Türkiye İstatistik Kurumu (TÜİK) tarafından açıklanan 2024 yılı çocuk istatistikleri, ülkenin genç nüfus potansiyelini ve karşı karşıya olduğu sosyal sorunları gözler önüne serdi. 2024 sonu itibarıyla Türkiye nüfusu 85 milyon 664 bin 944’e ulaşırken, bunun 21 milyon 817 bin 61’ini çocuklar oluşturdu. Bu oran, toplam nüfusun yüzde 25,5’ine denk geliyor ve Türkiye’yi Avrupa Birliği (AB) ortalamasının (yüzde 17,8) oldukça üzerine taşıyor. AB’de çocuk nüfus oranı en yüksek ülke yüzde 23 ile İrlanda olurken, Türkiye bu alanda Avrupa’nın önünde yer alıyor.
Çocuk nüfusu hızla azalıyor
Ancak TÜİK’in projeksiyonları, çocuk nüfusu oranının önümüzdeki yıllarda hızla düşeceğini gösteriyor. 2030’da yüzde 22,1’e, 2040’ta yüzde 17,9’a, 2100’de ise yüzde 14,5’e kadar gerilemesi bekleniyor. 1970’te toplam nüfusun neredeyse yarısını oluşturan çocukların oranı, bugün çeyrek seviyesine inmiş durumda. Uzmanlar, bu düşüşün uzun vadede hem demografik hem de ekonomik açıdan önemli sonuçlar doğuracağına dikkat çekiyor.

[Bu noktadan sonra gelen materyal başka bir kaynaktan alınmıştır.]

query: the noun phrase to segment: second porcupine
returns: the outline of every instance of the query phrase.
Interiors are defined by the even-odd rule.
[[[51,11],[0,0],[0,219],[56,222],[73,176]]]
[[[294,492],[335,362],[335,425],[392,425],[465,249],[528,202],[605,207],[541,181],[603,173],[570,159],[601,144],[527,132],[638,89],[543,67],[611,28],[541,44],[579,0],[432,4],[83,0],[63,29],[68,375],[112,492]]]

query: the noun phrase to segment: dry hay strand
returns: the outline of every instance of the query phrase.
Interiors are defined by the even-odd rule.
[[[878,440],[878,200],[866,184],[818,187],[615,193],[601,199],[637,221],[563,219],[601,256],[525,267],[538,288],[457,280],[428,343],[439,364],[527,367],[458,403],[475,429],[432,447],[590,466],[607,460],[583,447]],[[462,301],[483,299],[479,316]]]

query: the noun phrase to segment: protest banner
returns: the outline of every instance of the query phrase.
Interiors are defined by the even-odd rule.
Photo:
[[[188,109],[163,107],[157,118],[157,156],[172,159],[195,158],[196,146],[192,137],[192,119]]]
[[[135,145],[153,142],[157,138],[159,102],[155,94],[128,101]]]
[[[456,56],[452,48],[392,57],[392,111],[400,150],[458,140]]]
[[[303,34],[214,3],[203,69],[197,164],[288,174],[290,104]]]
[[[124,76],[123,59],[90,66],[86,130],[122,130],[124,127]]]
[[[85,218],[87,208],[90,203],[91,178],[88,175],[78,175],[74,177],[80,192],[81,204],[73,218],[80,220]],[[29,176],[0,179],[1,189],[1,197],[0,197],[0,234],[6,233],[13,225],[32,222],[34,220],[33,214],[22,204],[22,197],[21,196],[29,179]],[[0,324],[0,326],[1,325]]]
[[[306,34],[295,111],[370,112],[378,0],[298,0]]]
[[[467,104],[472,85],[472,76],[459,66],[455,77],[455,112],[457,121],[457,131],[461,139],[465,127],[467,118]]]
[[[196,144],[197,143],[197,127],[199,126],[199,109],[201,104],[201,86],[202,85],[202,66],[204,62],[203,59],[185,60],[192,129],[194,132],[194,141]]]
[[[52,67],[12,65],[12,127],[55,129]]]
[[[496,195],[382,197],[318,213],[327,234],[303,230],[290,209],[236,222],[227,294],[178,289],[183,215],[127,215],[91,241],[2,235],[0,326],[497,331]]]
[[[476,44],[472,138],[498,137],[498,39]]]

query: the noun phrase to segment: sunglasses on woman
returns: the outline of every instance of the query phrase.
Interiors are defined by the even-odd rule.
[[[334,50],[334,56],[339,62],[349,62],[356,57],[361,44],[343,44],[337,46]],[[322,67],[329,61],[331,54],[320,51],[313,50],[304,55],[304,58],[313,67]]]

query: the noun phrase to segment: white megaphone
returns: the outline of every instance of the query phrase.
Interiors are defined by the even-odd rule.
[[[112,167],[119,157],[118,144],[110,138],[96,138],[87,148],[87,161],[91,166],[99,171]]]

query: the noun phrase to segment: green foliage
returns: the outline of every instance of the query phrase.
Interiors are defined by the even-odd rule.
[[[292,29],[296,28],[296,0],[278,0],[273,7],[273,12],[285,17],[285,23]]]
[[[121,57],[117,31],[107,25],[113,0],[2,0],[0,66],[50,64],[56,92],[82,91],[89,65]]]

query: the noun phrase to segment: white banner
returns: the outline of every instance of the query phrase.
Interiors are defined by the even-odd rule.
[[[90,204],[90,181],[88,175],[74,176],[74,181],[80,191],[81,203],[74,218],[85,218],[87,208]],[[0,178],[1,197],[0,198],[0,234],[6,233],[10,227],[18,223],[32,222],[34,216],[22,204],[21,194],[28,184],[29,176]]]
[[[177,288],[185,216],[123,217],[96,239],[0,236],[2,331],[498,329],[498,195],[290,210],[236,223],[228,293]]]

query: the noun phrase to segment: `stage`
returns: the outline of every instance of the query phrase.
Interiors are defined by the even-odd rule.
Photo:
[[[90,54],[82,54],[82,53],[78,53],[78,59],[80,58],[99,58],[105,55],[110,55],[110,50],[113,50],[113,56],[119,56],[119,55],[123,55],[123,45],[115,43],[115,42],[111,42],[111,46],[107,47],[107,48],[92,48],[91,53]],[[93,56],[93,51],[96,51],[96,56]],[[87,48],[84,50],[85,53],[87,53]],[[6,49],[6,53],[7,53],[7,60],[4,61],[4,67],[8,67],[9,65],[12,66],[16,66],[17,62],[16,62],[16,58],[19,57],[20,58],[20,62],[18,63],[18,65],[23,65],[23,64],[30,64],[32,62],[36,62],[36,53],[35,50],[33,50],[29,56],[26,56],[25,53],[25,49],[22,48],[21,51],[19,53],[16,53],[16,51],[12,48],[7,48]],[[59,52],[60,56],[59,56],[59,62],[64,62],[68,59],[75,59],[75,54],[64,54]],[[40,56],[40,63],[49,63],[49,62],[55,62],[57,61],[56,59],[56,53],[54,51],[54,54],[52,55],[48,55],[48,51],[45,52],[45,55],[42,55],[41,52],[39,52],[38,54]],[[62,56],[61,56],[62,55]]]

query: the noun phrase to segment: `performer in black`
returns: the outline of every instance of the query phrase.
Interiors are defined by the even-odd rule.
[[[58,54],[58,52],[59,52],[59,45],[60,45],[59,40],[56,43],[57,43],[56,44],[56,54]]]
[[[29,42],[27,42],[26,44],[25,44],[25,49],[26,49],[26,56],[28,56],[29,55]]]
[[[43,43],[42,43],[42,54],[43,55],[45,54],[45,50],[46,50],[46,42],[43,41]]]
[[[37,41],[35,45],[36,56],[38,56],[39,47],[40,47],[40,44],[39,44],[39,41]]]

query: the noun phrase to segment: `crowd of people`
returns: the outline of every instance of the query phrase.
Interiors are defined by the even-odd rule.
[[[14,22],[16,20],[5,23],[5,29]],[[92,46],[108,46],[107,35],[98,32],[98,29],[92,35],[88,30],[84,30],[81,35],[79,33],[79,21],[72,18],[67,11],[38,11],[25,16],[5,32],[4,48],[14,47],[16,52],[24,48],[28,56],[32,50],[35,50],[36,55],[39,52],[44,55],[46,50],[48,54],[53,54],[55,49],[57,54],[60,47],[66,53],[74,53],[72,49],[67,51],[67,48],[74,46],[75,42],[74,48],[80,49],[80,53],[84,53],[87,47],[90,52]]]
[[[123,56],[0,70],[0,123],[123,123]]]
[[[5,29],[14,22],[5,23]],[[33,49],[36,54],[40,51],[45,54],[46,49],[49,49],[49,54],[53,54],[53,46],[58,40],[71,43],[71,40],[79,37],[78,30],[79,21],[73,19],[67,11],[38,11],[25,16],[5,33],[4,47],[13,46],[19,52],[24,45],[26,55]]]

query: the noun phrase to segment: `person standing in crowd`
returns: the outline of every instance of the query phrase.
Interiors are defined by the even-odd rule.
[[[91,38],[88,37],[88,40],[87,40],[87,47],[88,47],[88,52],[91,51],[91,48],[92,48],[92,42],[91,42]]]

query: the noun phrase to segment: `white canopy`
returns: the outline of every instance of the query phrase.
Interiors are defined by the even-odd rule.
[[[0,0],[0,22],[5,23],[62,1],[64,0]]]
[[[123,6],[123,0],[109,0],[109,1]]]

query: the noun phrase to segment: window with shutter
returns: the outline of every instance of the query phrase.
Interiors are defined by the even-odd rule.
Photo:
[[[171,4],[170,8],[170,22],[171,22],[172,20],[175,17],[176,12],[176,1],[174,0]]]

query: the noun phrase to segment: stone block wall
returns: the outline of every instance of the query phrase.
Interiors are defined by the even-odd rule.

Maddi yetersizlik çocukları vuruyor
2024 yılı istatistikleri, çocuk yoksulluğunun boyutlarını da gözler önüne serdi. Maddi yetersizlik nedeniyle çocuklarına yeni giysi alamayan hanehalkı oranı yüzde 9,2’ye ulaştı. 15 yaş ve altı çocukların bulunduğu ailelerin yüzde 10’u, maddi imkansızlıklar yüzünden çocuklarına her gün taze meyve ve sebze yediremiyor. Ayrıca, 15 yaş altı çocukların yer aldığı ailelerin yüzde 22,2’si maddi yetersizlik nedeniyle evden uzakta bir haftalık tatil masrafını karşılayamıyor. Bu oranlar, çocukların yaşam kalitesinde ciddi eşitsizlikler yaşandığını gösteriyor.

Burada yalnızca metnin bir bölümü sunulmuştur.